6.1. Limitations of Our Scheme

If there is a location that has never been visited, its historical query probability is 0%, and the location where the historical query probability is zero contains some desert, oceans and some areas that are not suitable for human survival. A dummy location generated may be invalid dummy location, which may expose the user’s location information.

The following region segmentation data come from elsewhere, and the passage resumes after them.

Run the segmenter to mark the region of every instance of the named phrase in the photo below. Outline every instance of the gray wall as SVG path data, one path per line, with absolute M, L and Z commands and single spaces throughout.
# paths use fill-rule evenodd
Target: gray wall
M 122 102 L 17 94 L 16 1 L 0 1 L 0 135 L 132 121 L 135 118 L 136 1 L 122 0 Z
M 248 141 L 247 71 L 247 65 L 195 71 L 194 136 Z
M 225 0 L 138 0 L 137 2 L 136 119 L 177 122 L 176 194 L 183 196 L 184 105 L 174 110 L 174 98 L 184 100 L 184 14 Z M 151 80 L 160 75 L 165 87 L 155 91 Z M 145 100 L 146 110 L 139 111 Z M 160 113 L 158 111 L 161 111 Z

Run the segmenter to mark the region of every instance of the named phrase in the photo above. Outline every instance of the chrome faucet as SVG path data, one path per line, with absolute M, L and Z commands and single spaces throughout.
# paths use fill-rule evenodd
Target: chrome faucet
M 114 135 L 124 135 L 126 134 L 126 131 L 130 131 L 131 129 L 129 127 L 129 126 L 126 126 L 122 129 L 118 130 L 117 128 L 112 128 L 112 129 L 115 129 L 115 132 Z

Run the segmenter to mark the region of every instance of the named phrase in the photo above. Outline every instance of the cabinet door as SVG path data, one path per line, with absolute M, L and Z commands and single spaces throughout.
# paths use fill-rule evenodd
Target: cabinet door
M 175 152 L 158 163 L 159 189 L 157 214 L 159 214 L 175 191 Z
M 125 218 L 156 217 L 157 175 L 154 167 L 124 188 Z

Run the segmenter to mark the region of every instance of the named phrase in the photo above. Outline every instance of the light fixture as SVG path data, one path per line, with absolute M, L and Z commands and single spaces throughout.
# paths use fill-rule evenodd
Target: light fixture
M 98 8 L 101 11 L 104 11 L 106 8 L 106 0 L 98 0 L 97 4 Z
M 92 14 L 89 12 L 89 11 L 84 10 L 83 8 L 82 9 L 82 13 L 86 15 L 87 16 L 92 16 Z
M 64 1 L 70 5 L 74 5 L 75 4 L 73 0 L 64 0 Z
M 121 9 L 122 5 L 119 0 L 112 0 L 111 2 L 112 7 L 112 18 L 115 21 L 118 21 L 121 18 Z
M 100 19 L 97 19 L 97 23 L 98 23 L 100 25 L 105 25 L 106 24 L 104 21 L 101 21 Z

The dataset we used in the lab is relatively small, and the run time obtained by the scheme is short. However, if there are massive locations in the real environment data set, the run time of the enhanced-DLP may be different, thus affecting the efficiency of the scheme to generate dummy locations.

6.2. Threats-to-Validity

We can see from the experimental results, that the probability of the scheme disclosing the user’s location is low, as the dummy location we generated is as close as possible to the user’s location, which makes it hard for the attacker to distinguish which one is the user’s real location. Suppose $u_1,u_2,u_3,\dots ,u_n$ are locations and $u_i$ is the user’s location. In the first case, the number of locations with the same query probability as the user’s location is greater than k. Based on such conditions, the enhanced-DLP scheme obtains the historical query probability of the dummy locations in the anonymous set as the same, and we get an anonymous set ($u_1,u_i,u_3,u_4,u_5$), therefore, the attacker can not get the user’s location information. In the second case, the number of the historical query probability of the user location is the same as the historical query probabilities of other locations (not less than 1) and an anonymous set ($u_4,u_6,u_9,u_i,u_{10}$) is obtained by the enhanced-DLP scheme. This anonymous set guarantees a larger entropy approximate to the optimal value, thus the attacker cannot recognize the user’s location. In the third case, if there is no location similar to the user’s real location. The enhanced-DLP scheme randomly chooses one location from the candidate set and adds to the anonymous set, and then uses the greedy scheme to select the remaining k-1 dummy locations, which changes the regular pattern of the location in the anonymous set. It is guaranteed that the anonymous set contains the maximum entropy, and thus the attacker cannot easily recognize the user’s location.

7. Conclusions

In this paper, we present an Enhanced-DLP scheme for IoT services and applications to protect the user’s location privacy. In the Enhanced-DLP scheme, we adopted the enhanced greedy scheme instead of the original greedy scheme, making full use of the relationship between the data, so that the optimal dummy location can be found easily without traversing all the locations in the candidate set. The Enhanced-DLP scheme can guarantee the same entropy as the anonymous set generated by the existing scheme. In the verification of the effectiveness of the Enhanced-DLP scheme, we conduct the simulations on two scenarios. In the first scenario, the DLP and the Enhanced-DLP use almost the same scheme when generating the dummy location, so the computational cost of the two schemes are almost the same. In the second scenario, the dummy location generation time of the Enhanced-DLP scheme is 68.14% lower than that of the DLP scheme, and the probability of the Enhanced-DLP scheme against the ADLS scheme is 33.63% stronger than that of the DLP scheme. Our scheme only considers the query probability as the side information and the ADLS scheme as the attack scheme.However, but in such side information, the user’s location information cannot be completely hidden. In subsequent research, we will consider more background knowledge and context in the process of generating dummy locations, and more attack schemes will be adopted.